Sono passati più di cinquant’anni e sembra che (tranne la definizione del fenomeno: bullismo o bay gang) sembra di parlare di qualcosa che alla fine fa parte del solito “tritacarne”, il buco nero delle moderne Società.
Negli anni cinquanta del secolo scorso film come Gioventù bruciata (1955), I peccatori di Peyton Place (1957) e poi Peccatori in blue jeans (1958), segnarono una rivoluzione epocale: il mondo occidentale prendeva coscienza della protesta, della contestazione, della liberalizzazione dei costumi, delle idee, della tradizione e dei valori che avevano fino allora determinato la “certezza” della visione della Vita. Le antiche Civiltà rompevano con i modelli educativi del passato ed aprivano le strade accidentate della cosiddetta “contestazione globale”. Si girò pagina ed oggi abbiamo gli effetti dei rigurgiti, come il bullismo, che il pensiero debole non vuole considerare una forma di delinquenza, ma un semplice disagio verso la convivialità e rispetto generazionale.
Gli esperti continuano a frammentare il problema e suggeriscono forme di recupero, di storming, di sedute spiritiche, di un certo buonismo, perché alla fine sono dei ragazzi e con qualche tirata d’orecchi tutto potrà essere rimediato.

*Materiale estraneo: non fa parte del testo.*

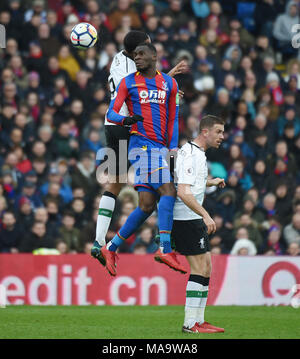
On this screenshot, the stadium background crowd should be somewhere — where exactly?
[0,0,300,255]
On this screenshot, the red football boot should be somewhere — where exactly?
[100,246,118,277]
[182,323,217,333]
[154,249,187,274]
[196,322,225,333]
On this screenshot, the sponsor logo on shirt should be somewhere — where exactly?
[139,90,167,104]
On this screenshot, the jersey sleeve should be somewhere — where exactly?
[167,78,179,150]
[176,149,197,185]
[107,79,128,125]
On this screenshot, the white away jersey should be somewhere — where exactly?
[105,51,136,126]
[173,142,208,221]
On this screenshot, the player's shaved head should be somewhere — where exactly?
[200,115,225,132]
[124,30,150,53]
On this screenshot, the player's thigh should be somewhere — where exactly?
[186,253,207,277]
[105,125,130,180]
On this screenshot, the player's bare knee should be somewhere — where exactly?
[139,203,156,213]
[159,183,177,197]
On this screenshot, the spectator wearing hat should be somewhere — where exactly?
[277,106,300,137]
[0,211,22,253]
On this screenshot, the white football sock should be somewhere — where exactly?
[96,193,116,246]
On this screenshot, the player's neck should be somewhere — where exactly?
[192,136,208,152]
[140,67,157,79]
[123,50,133,60]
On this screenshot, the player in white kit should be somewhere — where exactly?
[171,115,225,333]
[91,30,186,266]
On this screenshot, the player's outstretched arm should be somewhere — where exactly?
[168,60,188,77]
[177,183,217,234]
[167,79,179,150]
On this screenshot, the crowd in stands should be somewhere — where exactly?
[0,0,300,256]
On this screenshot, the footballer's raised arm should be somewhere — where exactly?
[167,78,179,150]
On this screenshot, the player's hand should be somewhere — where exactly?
[168,60,189,77]
[203,216,217,234]
[211,178,226,188]
[122,115,144,126]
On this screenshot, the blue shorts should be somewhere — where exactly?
[128,135,172,193]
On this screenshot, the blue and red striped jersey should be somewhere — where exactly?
[107,71,179,149]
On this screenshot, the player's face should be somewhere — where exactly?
[133,46,156,72]
[207,124,224,148]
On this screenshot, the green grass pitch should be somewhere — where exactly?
[0,306,300,339]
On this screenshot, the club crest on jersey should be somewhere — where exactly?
[162,81,169,91]
[139,90,167,104]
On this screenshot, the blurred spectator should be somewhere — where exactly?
[108,0,142,30]
[58,211,81,253]
[230,227,257,256]
[283,213,300,246]
[286,242,300,256]
[273,1,299,57]
[0,0,300,255]
[19,221,55,253]
[262,225,284,255]
[0,211,22,253]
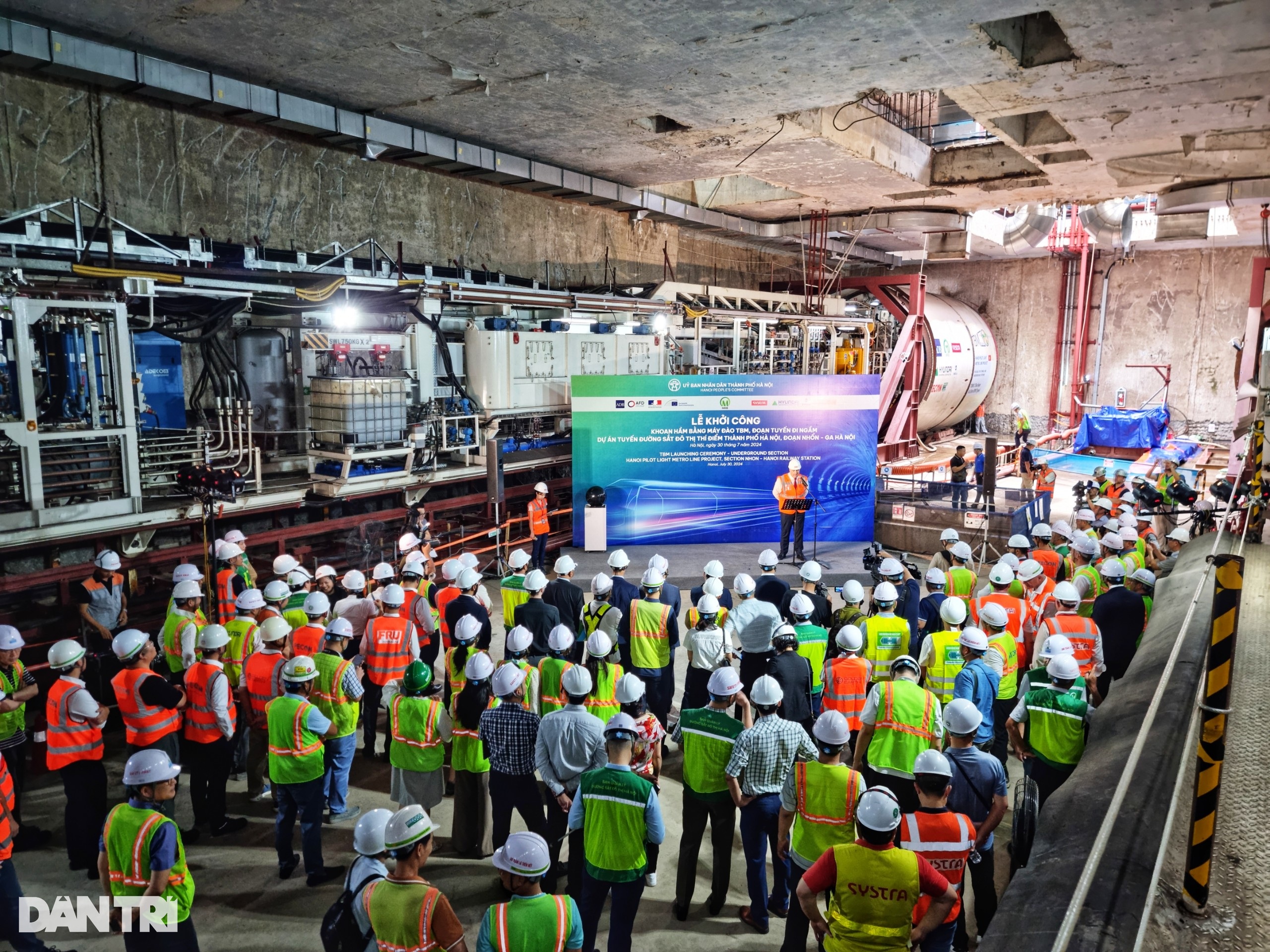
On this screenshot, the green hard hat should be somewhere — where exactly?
[401,661,432,694]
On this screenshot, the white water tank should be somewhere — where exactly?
[917,295,997,430]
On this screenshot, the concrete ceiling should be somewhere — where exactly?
[7,0,1270,231]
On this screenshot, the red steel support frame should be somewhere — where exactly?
[834,274,926,462]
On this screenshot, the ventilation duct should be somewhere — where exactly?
[1081,198,1133,247]
[1001,204,1058,251]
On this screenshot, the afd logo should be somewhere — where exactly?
[18,896,177,932]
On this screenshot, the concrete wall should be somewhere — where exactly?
[909,247,1256,437]
[0,71,796,287]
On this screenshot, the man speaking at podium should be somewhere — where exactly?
[772,460,807,562]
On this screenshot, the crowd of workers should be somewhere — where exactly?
[0,467,1186,952]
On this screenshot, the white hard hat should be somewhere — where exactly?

Non è così. È un fenomeno che si coniuga con al diseducazione, la mancanza di rispetto verso ogni tipo di autorità civile, familiare, religiosa e delle elementari regole di comportamento sociale e relazione. Sono gli scarti della scuola italiana che vive alla giornata e rincorre le ambizioni sperimentali prive di ogni fondamento culturale e pedagogico. Ognuno si educa da solo, la scuola è un coacervo di istintualità e di rifugio per il tedium vitae rispecchiando le violenze distruttive, amorali, diffuse dai mezzi di comunicazione di massa. La legge non appare. Non appaiono storie del vivere “normale”. Prevale la disarmonicità, il pensiero occasionale come stimolo ai fatti fisici interpersonali che accadono giornalmente.
È opportuno rivedere la materia della delinquenza giovanile: cominciare a considerare ciò che è reato da ciò che è una ragazzata. Il carcere non è una buona soluzione, ma è per un certo periodo un ottimo deterrente se funziona (non con inutili restrizioni, ma con creare il senso della riflessione e della colpa).
Il bullismo è un fenomeno che non conosce il senso della colpa, che non possiede alcuna coscienza relativamente ai fatti compiuti. Si sentono autorizzati e spavaldi verso ogni atto illegale e de-personalizzante. L’esperto Crepet parla ancora di “individui”. La parola “persona” non esiste. E questi giovanissimi sono stati, invece, svuotati non come individui ma come persone. E’ opportuno dare a questi giovani la loro dignità come persona, la loro identità come componenti effettivi (protagonisti) della Comunità scolastica e sociale nelle quali vivono.
Ci sarebbero molte altre cose da dire, ma vorrei che il Ministero dell’Istruzione e del Merito, nominasse un Comitato tecnico interdisciplinare (dalla Scuola, Famiglia, Chiesa, Confindustria, Istituzioni pubbliche e private) per studiare e realizzare un nuovo sistema educativo nazionale, sul futuro delle nuove generazioni, perché essere giovani non è un “categoria” su cui esprimersi liberamente, ma è un delicato periodo delle nostre brevi stagioni della Vita. Ed è, ora, più che mai, opportuno riparlare di educazione permanente e di Società educante.
L’attuale permissivismo e l’assenza totale di ogni responsabilità, è la facile scorciatoia dell’attuale mondo smarrito che vive di antibiotici ed ansiolitici per sanarsi dei fallimenti, delle colpe e dei sensi di colpa.